If you want to be a top dress designer today, you have to go to a great fashion school, and NYC offers two of the world's best fashion schools: FIT and Parsons.
Fashion students today at FIT, which is located at 27th and 7th Avenue in NYC, have a much easier student life than my fashion design class of 1964 at Parsons.
In the '60s, Parsons was in a converted garage on East 54th Street, and it was certainly visually unfriendly with small crowded rooms, non-existent outdoor spaces and one large, ugly grey elevator.
Today, both fashion colleges have gorgeous large campuses and classrooms near 7th Avenue, with all the garment center supplies stores within reach. FIT, where I am now a critic (this year I gave out the Adrian award), has restaurants, galleries, courtyards and an auditorium where designers like myself can lecture hundreds of students on a huge stage. We can even present our own films on a large screen with all the proper accoutrements of the great city universities.
My 30-some students, who are in their early 20s, hail from all over the world. The central courtyard at lunch looks like the beautiful people at the United Nations Plaza.
Each student is highly motivated, as they are the most talented young artists of their individual countries, coming to NY to learn not just how to draw, drape or sew, but how to learn to compete, which is the underlying basis of the fashion world. Designers must learn to beat out the competition, not just for awards, but for the optimum fashion goal which is to outsell the competition.
Following the beautiful blonde down 27th St., to FIT.
Photo credit: Vicky Tiel
Just walking to FIT is a designer's delight. I followed a bare-backed blonde down 27th Street, and later that day I went out to buy a blue plaid shirt to cut open for myself.
I loved her wearing this great new idea on the first day of school in late August with the see-through beige lace skirt and matching blue slippers. (If we dressed like this in 1962 we would have been thrown out.)
I got in major trouble at Parsons in the fall of 1962 for wearing the first minidresses seen in NYC, then only four inches above my knees, and I was called into the dean's office and given a warning. I refused, however, to lengthen my skirts, and actually joined forces with Mia Fonssagrives, who also began to wear short skirts, and then there were two of us flashing bare thighs. And, as her stepfather was Irving Penn at Vogue, the Parsons leaders sighed and gave up.
The miniskirt launched our careers, and within two years we were photographed in Life magazine for bringing the mini in Paris couture. We still claim creation of the mini in NY in 1962, and Mary Quant has actually given up ownership of the first mini, saying today that it came from the street. Yes, it came from two fashion students on the street who were always onto the next new thing.

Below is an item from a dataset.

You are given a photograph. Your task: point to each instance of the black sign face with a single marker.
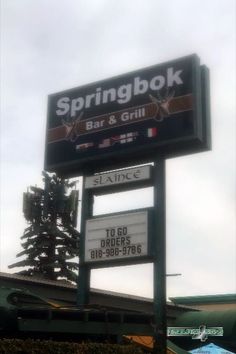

The beautiful student man in the FIT courtyard in his new look.
Photo credit: Vicky Tiel
When I teach students, I tell them they must always wear their own clothes everywhere they go, even out grocery shopping, and promote their art and themselves as a package. At FIT, the men as well as women students adopt an individual style. Designer Thom Browne changed menswear with the shrunken suit he himself wore at his shop.
The teacher, Barbara Arata-Gavere, is a designer and is married to painter Frank Gavere. We had to select dresses that were inspired by Adrian and Hollywood, that were also new and wearable today! I insist on creating wearable, salable fashions. Artists can create to create, designers must sell something, and lots of something.
I picked Nelly Guinand's dress and plastic see-through coat, not realizing that she was also a great natural beauty, which does not hurt in the fashion world. There are exceptions, Coco Chanel created her beauty with extraordinary creative new style. Pauline Trigère, Elsa Schiaparelli and Edith Head each created a signature look that, like Sonia Rykiel's big head of red hair or Emmanuelle Khanh's oversized white sunglasses, screamed "I am here" when they walked into a room. The fashion world knew them by sight.
I've been asked by friends in the industry why I did not become a critic at my old school, Parsons, and the answer is quite simple, they did not ask me! George Simonton, the famous designer and illustrious professor at FIT asked me to lecture at his school when he heard I was spending time in New York. I have witnessed his classes and his students love him, and I try to also follow in his footsteps on TV as he is on QVC and I am now on HSN. George believes that TV designer dress sales will be growing even stronger in the future.
The world of fashion constantly evolves, and yet one thing remains the same -- talent is easily spotted, and with lots of hard work the industry welcomes the young and the hungry.
But it doesn't end there, besides the hard work you have to want being a designer more than anything... just ask my husband!